What Is Different About CLOs Today

The reporting has gotten better. There was no standardization of reporting pre-downturn.

But the biggest difference between pre-recession structures and the CLOs today is the collateral of the loans. Pre-recession, the collateral was a mix of first mortgages, mezzanine loans and B notes. Today, CLOs only have first mortgages as collateral — at least the ones issued so far.

Holding only first mortgages is what has truly given CLOs an added measure of safety, Joseph Iacono, CEO and managing partner at Crescit Capital Strategies, tells GlobeSt.com. “That in itself reduces the risk profile because inherently first mortgages tend to be, for a variety of reasons, less risky than a mezzanine loan or a B note.”

Another change is the structure’s reinvestment rights.

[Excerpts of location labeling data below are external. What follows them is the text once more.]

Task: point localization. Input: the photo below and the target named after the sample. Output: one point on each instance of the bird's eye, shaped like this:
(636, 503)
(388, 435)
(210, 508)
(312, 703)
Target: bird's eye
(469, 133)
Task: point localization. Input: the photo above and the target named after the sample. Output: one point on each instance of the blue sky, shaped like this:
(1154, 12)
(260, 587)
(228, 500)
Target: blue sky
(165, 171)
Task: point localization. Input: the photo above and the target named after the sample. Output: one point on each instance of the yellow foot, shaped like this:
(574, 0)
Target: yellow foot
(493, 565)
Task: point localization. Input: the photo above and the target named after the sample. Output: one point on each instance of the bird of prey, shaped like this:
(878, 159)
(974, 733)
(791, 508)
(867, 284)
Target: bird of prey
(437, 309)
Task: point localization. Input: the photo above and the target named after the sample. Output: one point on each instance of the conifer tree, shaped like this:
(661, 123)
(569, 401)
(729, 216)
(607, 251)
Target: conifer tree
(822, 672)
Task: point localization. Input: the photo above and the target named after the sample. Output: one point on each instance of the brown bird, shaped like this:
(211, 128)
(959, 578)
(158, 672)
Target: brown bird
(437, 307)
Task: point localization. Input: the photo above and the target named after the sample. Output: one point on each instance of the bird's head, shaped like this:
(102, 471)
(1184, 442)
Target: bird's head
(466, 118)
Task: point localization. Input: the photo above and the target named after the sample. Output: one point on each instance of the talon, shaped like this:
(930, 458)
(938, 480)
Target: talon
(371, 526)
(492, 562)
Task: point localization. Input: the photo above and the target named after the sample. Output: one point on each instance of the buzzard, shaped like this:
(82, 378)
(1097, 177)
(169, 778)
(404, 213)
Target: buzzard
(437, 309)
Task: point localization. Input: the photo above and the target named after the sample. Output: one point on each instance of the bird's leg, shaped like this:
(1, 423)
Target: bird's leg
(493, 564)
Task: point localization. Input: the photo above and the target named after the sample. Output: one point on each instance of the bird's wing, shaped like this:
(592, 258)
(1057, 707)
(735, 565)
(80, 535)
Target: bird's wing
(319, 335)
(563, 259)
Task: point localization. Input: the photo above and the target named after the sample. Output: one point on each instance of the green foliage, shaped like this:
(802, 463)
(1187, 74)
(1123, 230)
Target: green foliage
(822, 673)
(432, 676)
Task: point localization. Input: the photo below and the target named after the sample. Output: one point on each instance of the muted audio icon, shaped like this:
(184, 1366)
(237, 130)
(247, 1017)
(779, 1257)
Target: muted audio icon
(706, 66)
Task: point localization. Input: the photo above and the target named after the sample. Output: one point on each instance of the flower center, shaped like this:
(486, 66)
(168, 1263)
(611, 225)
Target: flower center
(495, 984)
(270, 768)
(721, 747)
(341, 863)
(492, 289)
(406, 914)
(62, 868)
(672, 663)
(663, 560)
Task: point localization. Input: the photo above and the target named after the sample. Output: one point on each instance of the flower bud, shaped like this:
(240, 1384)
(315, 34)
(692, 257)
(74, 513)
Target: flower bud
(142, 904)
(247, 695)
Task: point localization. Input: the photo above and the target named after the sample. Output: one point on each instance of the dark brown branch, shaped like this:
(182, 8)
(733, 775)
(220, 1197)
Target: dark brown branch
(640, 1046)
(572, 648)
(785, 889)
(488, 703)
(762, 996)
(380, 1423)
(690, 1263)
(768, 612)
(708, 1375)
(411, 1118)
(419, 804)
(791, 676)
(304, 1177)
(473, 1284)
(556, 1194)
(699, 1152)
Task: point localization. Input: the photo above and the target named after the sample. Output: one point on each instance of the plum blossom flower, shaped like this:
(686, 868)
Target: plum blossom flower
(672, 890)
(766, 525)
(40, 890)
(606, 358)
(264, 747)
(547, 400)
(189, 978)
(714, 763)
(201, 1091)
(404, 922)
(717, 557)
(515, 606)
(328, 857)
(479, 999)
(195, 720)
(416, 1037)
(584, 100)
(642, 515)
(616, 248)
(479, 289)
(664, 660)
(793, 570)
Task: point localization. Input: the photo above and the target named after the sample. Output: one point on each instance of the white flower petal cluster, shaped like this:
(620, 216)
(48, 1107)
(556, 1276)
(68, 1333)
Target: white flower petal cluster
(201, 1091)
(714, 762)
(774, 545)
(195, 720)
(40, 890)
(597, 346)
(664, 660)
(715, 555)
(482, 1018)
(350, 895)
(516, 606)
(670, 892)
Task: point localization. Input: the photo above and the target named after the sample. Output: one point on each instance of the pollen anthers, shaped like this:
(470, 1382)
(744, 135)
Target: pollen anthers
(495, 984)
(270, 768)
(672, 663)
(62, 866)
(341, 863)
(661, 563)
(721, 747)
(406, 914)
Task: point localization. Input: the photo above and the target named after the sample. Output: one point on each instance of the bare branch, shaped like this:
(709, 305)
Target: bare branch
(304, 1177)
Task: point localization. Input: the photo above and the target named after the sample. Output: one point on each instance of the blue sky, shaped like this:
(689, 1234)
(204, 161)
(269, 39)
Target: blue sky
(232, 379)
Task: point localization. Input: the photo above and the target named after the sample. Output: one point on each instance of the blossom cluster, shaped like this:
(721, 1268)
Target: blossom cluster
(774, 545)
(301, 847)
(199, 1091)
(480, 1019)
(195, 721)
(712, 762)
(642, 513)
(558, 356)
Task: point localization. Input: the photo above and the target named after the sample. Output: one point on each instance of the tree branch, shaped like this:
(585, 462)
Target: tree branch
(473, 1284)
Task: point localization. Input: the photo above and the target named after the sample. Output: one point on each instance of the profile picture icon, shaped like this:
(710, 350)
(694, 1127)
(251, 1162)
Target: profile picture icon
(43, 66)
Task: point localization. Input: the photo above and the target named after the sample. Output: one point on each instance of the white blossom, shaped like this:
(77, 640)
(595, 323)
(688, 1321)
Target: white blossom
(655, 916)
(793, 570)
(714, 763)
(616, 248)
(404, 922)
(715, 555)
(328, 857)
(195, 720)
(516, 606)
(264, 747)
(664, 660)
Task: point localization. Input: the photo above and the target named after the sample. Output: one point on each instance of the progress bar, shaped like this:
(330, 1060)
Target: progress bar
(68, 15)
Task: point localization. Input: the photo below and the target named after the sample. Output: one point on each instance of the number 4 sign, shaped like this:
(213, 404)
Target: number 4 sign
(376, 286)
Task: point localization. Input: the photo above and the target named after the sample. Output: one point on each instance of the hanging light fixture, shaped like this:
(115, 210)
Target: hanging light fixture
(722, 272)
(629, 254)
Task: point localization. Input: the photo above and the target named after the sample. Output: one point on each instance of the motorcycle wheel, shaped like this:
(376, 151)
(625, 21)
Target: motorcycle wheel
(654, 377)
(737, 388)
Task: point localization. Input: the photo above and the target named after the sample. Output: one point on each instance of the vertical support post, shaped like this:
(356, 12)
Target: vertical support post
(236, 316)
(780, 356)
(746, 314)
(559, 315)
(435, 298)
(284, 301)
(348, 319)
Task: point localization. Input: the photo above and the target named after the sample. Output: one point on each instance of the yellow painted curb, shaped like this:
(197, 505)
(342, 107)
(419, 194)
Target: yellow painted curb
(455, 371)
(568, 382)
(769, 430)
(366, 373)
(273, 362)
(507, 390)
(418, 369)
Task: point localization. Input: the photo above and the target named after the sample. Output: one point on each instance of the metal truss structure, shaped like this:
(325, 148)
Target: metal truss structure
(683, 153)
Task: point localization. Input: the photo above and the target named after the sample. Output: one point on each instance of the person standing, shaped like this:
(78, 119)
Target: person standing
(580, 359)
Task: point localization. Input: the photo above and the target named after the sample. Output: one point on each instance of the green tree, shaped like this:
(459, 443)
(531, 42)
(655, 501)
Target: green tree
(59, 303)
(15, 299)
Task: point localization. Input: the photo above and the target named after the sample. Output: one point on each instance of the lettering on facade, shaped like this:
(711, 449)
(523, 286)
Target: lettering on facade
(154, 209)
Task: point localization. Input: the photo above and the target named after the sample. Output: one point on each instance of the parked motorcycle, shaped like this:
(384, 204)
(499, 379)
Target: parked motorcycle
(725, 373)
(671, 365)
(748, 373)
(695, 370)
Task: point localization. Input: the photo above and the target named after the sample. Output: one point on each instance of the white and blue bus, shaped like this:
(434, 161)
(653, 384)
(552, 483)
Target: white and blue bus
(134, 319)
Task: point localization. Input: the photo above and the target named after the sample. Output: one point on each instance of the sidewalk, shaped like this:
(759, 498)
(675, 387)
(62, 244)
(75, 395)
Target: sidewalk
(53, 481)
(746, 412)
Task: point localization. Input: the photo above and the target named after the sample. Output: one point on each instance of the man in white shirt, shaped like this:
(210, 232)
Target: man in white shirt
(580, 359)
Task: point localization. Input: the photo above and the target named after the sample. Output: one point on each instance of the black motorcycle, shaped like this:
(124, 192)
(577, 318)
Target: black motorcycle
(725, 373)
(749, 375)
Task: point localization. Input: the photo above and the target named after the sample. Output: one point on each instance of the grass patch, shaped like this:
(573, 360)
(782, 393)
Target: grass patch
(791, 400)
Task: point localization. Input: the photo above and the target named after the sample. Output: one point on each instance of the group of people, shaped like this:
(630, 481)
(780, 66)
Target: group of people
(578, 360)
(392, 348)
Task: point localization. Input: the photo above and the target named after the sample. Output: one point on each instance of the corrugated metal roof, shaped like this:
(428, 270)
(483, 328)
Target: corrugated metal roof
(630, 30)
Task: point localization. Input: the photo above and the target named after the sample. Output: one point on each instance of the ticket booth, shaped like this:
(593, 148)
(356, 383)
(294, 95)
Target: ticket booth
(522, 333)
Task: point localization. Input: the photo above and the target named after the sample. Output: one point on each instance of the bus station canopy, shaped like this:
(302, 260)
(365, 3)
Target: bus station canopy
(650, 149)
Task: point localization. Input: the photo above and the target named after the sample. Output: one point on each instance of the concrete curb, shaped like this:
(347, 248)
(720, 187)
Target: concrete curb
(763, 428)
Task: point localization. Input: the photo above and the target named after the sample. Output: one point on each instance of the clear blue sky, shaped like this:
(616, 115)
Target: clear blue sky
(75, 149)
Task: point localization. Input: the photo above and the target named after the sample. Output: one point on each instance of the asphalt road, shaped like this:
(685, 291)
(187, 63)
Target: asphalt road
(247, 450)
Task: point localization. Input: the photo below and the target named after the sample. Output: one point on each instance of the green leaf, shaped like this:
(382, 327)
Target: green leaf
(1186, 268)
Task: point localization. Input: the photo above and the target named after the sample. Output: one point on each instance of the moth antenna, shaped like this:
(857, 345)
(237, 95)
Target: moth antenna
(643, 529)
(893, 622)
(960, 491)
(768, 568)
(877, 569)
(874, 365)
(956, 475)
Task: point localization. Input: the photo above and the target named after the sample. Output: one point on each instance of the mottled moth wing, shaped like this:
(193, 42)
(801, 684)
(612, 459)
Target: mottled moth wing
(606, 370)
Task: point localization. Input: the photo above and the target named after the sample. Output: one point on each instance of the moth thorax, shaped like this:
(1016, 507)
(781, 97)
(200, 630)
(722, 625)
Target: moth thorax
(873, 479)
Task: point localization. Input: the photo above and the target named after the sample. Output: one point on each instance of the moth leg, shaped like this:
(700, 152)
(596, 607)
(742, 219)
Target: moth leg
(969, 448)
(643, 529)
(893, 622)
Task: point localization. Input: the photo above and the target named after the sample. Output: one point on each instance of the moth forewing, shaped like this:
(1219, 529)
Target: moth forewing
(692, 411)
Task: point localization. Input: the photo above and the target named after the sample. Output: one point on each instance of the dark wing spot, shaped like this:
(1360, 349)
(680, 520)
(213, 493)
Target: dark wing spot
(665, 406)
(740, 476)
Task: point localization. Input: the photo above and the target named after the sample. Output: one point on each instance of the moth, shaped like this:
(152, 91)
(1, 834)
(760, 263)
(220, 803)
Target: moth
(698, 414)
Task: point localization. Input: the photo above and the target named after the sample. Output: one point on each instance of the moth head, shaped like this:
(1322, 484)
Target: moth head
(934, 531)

Pre-downturn it was typical to see a 10-year CDO vehicle to have six to seven years of reinvestment rights. Today, CLO reinvestment rights are more limited, Iacono says, although they are growing. “When they came back in 2016 or so, most of the transactions were static vehicles — they didn’t have any reinvestment rights at all. You put the loans in, as they paid off you simply paid down the bonds and then the financing was paid off and that was the end of it. Now we’re starting to see the re-emergence of reinvestment rights, ranging from two to four years, although most are in the two-year range.”

Another change, he continued, is the size of the deals. When these structures first started to re-emerge the average deal sizes were between $250 million to $400 million. Now LoanCore is bringing to market a $1 billion transaction.

Who Is Investing In CLOs And Why?

These vehicles are shorter in nature because the loans are shorter. So, investors looking for shorter duration assets have been the primary buyers. “They like the idea that they are floating rate as opposed to a fixed-rate bond,” Iacono says. And in general, investors have become more comfortable with the vehicle because of the transparency and collateral.

Another aspect that investors like, according to Iacono, is that the assets tend to be larger on an individual basis than in CMBS, which means there are less transactions in each CLO. “If you’re an investor that likes to look and touch, so to speak, the underlying collateral supporting it, there’s a lot more visibility.”